The headlines were unequivocally upbeat: “Why Caffeine is the Perfect Addiction for a Worker Bee Society;” “Coffee Improves Productivity and Safety at Work;” Coffee Improves Work Efficiency;” “Coffee is Best Perk for Sleepy Workers;” and many, many more. News about coffee is big news---if only because coffee is a $60 billion-plus industry and the world's most widely consumed psyhoactive beverage worldwide.

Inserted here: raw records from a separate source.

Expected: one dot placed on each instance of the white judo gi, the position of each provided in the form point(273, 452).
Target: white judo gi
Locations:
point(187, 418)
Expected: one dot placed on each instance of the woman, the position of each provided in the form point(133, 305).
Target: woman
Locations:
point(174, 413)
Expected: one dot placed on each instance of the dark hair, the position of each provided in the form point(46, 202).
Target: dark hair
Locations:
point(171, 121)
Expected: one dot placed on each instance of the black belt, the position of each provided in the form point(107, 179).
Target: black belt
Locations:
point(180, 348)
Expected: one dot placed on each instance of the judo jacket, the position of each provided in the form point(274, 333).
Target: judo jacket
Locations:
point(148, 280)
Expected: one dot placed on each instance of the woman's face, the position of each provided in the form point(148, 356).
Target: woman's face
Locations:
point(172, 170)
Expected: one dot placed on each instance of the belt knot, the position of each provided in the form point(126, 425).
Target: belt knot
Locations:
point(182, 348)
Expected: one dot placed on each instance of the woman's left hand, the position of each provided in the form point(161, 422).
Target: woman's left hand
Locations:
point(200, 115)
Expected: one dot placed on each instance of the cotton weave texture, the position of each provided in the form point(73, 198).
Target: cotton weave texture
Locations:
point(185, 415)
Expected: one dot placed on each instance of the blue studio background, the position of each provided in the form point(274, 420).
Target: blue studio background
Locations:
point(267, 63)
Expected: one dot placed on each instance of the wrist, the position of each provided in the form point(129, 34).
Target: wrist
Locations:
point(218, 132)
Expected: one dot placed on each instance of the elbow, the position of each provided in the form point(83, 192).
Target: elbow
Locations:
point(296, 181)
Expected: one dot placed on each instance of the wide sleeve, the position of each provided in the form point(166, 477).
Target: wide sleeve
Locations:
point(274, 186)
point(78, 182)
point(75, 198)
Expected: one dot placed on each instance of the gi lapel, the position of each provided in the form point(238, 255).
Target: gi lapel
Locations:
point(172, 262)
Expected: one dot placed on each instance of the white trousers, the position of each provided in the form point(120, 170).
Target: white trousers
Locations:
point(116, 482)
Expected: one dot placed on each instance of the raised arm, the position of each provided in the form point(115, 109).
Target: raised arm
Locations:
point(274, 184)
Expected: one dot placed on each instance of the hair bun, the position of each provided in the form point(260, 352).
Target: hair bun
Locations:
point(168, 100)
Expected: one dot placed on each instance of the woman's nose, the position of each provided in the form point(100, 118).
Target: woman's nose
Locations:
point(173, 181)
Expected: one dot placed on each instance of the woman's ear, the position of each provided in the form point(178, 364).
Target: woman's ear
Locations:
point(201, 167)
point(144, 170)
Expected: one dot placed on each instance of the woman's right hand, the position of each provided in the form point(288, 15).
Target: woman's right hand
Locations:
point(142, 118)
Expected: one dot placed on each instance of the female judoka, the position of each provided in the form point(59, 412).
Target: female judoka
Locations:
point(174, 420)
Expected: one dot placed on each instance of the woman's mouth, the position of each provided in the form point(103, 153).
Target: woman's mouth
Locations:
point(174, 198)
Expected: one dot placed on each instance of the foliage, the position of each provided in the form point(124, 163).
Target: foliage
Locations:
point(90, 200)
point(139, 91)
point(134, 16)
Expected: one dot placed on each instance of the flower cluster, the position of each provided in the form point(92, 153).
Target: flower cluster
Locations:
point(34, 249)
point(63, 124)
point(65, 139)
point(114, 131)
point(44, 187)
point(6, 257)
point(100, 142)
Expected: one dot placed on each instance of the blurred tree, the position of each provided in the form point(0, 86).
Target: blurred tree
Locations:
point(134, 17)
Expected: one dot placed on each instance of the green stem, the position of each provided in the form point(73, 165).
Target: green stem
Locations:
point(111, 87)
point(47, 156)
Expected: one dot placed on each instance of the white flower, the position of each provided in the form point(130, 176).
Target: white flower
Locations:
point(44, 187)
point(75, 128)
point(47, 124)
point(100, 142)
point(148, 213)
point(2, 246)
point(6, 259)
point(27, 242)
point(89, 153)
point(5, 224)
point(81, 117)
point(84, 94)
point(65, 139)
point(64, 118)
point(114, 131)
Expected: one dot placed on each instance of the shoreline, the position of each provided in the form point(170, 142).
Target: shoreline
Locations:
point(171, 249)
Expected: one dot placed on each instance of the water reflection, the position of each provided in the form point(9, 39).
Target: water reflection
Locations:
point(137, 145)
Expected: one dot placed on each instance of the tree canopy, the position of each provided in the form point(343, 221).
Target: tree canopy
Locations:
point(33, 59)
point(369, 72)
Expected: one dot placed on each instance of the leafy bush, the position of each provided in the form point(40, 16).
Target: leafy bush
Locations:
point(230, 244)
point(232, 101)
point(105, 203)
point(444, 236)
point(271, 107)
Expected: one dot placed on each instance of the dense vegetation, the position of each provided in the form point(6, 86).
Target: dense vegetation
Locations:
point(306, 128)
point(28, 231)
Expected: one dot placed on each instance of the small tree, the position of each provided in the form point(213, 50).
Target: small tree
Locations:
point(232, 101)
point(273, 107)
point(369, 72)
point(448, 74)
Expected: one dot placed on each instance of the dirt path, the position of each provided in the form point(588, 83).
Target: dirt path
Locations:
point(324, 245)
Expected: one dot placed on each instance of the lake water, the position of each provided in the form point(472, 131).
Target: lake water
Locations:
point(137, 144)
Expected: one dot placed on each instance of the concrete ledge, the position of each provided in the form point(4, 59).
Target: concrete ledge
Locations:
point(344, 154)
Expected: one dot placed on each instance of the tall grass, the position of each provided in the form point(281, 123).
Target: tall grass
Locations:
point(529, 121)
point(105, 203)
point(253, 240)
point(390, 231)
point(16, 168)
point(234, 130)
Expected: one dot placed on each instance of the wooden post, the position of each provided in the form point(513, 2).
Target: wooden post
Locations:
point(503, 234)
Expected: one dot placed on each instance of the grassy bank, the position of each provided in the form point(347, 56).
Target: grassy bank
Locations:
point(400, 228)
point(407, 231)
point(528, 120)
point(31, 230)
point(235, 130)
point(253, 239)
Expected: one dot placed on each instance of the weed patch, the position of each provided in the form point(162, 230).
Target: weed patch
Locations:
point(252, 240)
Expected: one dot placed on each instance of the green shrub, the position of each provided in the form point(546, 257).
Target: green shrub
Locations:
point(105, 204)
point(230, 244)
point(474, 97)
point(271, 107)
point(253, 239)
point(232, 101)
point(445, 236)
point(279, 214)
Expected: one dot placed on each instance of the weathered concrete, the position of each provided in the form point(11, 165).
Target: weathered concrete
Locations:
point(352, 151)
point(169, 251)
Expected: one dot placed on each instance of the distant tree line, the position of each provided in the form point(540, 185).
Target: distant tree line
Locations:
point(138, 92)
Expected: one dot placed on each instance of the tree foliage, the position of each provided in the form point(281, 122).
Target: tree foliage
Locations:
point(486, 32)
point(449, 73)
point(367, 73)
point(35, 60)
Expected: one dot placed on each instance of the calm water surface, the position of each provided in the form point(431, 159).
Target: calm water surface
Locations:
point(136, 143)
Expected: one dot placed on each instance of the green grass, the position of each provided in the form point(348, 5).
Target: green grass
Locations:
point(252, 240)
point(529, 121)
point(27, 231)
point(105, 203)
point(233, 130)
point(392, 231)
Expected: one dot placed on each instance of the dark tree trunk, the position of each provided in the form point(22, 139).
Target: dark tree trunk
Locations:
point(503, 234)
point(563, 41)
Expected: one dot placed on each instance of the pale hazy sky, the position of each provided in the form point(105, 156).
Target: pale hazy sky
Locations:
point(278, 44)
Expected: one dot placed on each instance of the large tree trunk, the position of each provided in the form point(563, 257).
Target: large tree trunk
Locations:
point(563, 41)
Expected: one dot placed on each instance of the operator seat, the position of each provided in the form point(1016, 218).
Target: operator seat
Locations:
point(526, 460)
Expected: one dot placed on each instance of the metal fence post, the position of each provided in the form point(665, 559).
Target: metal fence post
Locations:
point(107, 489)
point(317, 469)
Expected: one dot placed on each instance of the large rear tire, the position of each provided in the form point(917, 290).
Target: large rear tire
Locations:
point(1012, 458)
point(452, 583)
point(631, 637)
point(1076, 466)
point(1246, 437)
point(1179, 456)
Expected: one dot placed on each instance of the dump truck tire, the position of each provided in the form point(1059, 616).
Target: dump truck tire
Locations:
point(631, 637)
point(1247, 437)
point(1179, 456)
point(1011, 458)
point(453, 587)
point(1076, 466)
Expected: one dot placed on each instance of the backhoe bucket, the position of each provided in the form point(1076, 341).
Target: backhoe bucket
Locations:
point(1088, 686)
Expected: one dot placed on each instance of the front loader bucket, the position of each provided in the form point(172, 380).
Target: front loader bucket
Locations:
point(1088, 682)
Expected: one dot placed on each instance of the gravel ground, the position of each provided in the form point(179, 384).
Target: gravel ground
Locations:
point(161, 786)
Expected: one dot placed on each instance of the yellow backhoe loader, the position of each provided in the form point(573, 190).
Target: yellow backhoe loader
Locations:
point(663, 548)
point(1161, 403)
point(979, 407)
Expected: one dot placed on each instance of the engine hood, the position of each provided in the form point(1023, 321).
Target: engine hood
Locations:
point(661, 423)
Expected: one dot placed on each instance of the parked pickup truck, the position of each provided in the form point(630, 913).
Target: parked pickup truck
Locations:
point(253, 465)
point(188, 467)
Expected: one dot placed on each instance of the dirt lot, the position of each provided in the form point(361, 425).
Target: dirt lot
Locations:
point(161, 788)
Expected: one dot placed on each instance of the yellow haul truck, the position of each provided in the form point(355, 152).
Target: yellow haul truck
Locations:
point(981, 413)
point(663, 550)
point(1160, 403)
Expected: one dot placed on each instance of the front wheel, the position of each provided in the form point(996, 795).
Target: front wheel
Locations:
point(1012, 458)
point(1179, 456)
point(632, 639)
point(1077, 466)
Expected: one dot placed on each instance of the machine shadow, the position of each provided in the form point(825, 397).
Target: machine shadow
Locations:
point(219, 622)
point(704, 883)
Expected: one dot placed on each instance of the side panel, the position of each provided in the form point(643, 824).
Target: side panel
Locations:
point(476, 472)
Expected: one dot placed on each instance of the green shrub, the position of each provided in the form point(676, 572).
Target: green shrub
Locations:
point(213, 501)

The scientific community continues to study coffee seriously. One major recent development is the devotion of an entire supplement of The Journal of Alzheimer's Disease. This supplement, "Therapeutic Opportunities for Caffeine in Alzheimer's Disease and Other Neurodegenerative Diseases," is devoted to exploring how coffee affects the cognitive decline associated with aging and with Alzheimer's disease. There are 22 articles devoted to this topic and related topic, but the quick takeaway is that “moderate amounts of caffeine are inversely associated with the cognitive decline associated with both aging and Alzheimer's disease.”
This issue of JAD is a byproduct of a meeting—entitled “Caffeine and the Brain” held in Lisbon a year ago in June 2009. The meeting, which was sponsored by the Associaci˜ao Industrial e Comercial do Cafe in Portugal, was widely heralded as a breakthrough research moment for coffee in which coffee was identified as a disease-modifying agent for Alzheimer's disease and possibly for an entire group of neurodegenerative diseases that involve an element of cognitive decline.
Coffee is the perfect antidote for the aging brain!